Sherlock Holmes's Identity

From The Arthur Conan Doyle Encyclopedia

Sherlock Holmes's Identity is an article published in The Times on 28 october 1943.

Letter written by Adrian Malcolm Conan Doyle (the 4th child of Arthur Conan Doyle) about the origin of Sherlock Holmes, asserting that his father was himself Sherlock Holmes.

Sherlock Holmes's Identity

The Times (28 october 1943, p. 2)


Mr. Adrian Conan Doyle writes from the Berkeley Hotel, Berkeley Street, W.1:—

Since the death of my father, the late Sir Arthur Conan Doyle, there has been much speculation on the origin of his celebrated creation Sherlock Holmes. These conjectures have been revived in lively form by the recent publication of a biography by Mr. Hesketh Pearson. In his book Mr. Pearson tells us, and the newspapers have given some prominence to his words, that my father was in fact a very unobservant man, and this, not unnaturally, has led to a renewal of the old discussion as to whether the remarkable characteristics of Holmes were based on Dr. Bell, of Edinburgh University, or on the strange Dr. Budd, or merely rooted in the influence of Edgar Allen Poe.

In view of the public interest, my family and I consider that it is high time that the truth, in sharp contrast to the above-mentioned conjectures, be placed on record. The fact is that my father himself was Sherlock Holmes.

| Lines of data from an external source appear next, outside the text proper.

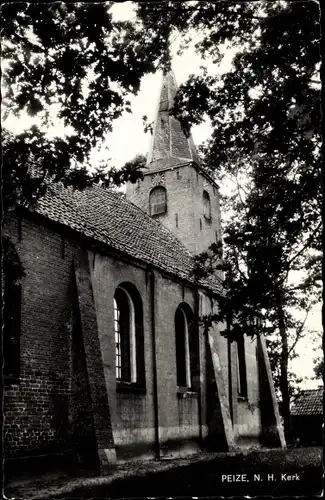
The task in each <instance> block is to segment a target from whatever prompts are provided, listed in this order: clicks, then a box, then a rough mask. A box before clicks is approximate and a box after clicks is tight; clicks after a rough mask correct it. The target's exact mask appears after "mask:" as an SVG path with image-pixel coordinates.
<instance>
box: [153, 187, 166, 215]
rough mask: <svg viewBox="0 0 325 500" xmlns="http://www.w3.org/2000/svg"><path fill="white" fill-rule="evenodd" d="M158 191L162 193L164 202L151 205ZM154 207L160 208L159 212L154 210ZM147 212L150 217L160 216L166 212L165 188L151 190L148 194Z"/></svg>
mask: <svg viewBox="0 0 325 500" xmlns="http://www.w3.org/2000/svg"><path fill="white" fill-rule="evenodd" d="M159 191H160V192H161V193H164V201H162V202H160V203H153V200H152V198H153V197H154V196H155V193H158V192H159ZM154 207H160V208H161V209H160V210H159V211H158V210H154ZM149 210H150V215H151V217H153V216H156V215H162V214H165V213H166V212H167V189H166V188H165V186H155V187H154V188H152V189H151V191H150V194H149Z"/></svg>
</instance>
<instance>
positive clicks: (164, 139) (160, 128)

Mr. Pearson gives us a few instances in which my father was slow to pick up a perfectly obvious fact. I accept those instances, and can indeed recall many more amusing ones, such as the occasion when any father arrived at a large banquet in London wearing full evening dress but with a black waistcoat, the situation being saved only by the fact that the guest of the evening — a world-famous scientist — turned up in the same attire! When engaged upon the mental processes of some highly speculative problem, I have known him absent-mindedly to put on a brown shoe with a black one.

But what do these things prove? In short, that my father had it mind with all the characteristics of a microscope. The obvious passed unnoticed because the obvious was entirely unimportant compared with the fact that his brain was focused upon the problem to hand, dissecting, exploring, and weighing the evidence that his extraordinary powers of perception could unearth from some detail that would yield nothing whatever to a brain less keen than his own. Many cases that had baffled the police were brought to him, and though none of them were of the homicidal order, I can recall no single instance in which my father failed to solve the problem.

Dr. Joseph Bell did indeed help to develop my father's immense power of observation and conclusions, but it must be placed on record that those powers were indubitably innate, and for the mental prototype of Sherlock Holmes we need search no farther than his creator.